We’ve talked about scaling support with the slow build to success, but what if you have a huge launch? That’s what happened to LazyMeter last month. While building and beta-testing a compellingly simple to-do program, they invited a Lifehacker writer into the beta…and he gave them a shining review at launch. The result was over 10,000 visitors to their site on launch day. Which meant a lot of customer emails.
While our Timeline doesn’t recommend a ticket system at this point in a company’s life, for LazyMeter’s big launch it made sense. Says founder Aaron Franklin:
“UserVoice gave us the confidence we needed to support any level of traffic, and removed any fear of losing messages and feedback. The investment paid off – even with the flood of visitors on launch day, we were able to exceed expectations with our response times to questions. Many users commented on how shocked they were by the professionalism of our new company’s support – from an autoreply to their message, to quick response times and follow-ups when needed.”

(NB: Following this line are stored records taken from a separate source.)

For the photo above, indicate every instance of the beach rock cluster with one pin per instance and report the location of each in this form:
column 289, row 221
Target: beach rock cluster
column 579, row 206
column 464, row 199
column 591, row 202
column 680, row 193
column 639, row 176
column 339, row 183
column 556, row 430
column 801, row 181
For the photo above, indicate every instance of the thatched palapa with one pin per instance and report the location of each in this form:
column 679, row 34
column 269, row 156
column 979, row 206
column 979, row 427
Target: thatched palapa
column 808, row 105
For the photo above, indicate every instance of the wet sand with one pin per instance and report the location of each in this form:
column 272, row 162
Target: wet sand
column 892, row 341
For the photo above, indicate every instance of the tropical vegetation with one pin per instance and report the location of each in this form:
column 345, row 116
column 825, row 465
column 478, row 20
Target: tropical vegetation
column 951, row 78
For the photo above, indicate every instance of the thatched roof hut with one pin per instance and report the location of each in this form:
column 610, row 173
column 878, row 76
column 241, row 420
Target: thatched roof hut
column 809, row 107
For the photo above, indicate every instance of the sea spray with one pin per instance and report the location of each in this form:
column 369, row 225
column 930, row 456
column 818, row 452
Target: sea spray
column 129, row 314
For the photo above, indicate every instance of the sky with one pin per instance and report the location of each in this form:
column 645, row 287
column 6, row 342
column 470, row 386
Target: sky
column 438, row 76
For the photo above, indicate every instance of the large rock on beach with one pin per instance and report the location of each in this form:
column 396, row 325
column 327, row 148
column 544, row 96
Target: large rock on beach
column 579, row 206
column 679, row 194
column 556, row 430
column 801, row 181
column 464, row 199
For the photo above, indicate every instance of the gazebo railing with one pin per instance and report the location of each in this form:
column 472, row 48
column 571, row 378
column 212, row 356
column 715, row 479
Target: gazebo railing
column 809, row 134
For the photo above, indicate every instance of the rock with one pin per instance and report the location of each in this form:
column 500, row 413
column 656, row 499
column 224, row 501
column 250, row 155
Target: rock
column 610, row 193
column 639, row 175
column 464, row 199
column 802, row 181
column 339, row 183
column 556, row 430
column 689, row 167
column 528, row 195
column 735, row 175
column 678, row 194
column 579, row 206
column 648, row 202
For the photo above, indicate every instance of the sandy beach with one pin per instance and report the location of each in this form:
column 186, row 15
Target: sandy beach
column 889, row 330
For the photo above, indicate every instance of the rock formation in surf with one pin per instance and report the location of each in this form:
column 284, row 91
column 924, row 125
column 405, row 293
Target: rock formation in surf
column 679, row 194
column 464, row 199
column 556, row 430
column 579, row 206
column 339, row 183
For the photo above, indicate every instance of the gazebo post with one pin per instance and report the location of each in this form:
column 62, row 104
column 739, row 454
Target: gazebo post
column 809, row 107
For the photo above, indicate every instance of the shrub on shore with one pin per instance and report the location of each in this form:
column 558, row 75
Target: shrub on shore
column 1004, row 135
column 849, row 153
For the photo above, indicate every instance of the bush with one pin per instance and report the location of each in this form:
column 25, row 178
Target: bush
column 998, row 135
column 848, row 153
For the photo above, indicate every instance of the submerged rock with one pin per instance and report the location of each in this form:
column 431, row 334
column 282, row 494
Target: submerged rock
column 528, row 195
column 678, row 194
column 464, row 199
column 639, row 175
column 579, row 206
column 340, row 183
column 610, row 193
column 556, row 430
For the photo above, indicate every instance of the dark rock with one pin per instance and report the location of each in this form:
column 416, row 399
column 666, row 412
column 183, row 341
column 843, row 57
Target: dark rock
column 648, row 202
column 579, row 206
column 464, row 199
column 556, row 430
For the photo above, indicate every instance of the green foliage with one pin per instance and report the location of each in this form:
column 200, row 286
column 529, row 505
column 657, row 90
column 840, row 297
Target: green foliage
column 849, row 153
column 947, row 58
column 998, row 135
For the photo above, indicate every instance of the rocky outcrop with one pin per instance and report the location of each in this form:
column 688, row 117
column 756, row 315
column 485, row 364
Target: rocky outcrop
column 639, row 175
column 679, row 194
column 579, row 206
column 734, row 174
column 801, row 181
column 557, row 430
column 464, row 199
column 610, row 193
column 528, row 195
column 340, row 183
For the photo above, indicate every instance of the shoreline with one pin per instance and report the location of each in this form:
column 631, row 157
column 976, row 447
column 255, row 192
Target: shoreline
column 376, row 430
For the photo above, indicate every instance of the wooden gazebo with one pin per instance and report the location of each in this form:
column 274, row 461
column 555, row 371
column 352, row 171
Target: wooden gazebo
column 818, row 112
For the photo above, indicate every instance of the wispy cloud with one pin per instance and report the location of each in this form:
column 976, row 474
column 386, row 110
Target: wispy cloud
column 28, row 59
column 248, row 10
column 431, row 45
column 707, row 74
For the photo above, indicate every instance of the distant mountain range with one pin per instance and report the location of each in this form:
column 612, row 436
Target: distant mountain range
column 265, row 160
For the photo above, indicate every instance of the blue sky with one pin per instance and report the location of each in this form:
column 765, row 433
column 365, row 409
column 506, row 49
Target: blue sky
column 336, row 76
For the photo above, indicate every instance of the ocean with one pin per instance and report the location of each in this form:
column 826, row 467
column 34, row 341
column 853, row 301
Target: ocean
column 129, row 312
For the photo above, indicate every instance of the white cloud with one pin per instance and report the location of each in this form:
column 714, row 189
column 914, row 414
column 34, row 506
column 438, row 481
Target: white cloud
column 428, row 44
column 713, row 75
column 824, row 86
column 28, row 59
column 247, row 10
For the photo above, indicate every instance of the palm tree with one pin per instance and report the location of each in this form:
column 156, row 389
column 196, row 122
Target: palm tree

The key feature here was UserVoice Full Service’s straightforward collection and handling of user messages. When a new message comes in, it’s open and clearly called out in the sidebar. When an Admin responds to it (unless they specify otherwise) it’s closed, and won’t open again until the customer responds. The lack of confusing “pending” statuses let Aaron keep track of what was going on and get ensure that this surge in traffic resulted in happy, lasting customers.
Does Aaron recommend a ticket system of some sort for a big launch? Absolutely.
“When you’re a bootstrapped startup, it’s easy to think you can handle the initial support through an email address and deal with a scalable solution later. But there’s a risk: by the time you realize you need a solution, you will be overwhelmed and lose track of some emails. There’s no doubt UserVoice helped us to win over users we otherwise would have lost, and there’s no doubt it helped us build relationships with users that will stay around with us for the long-run.”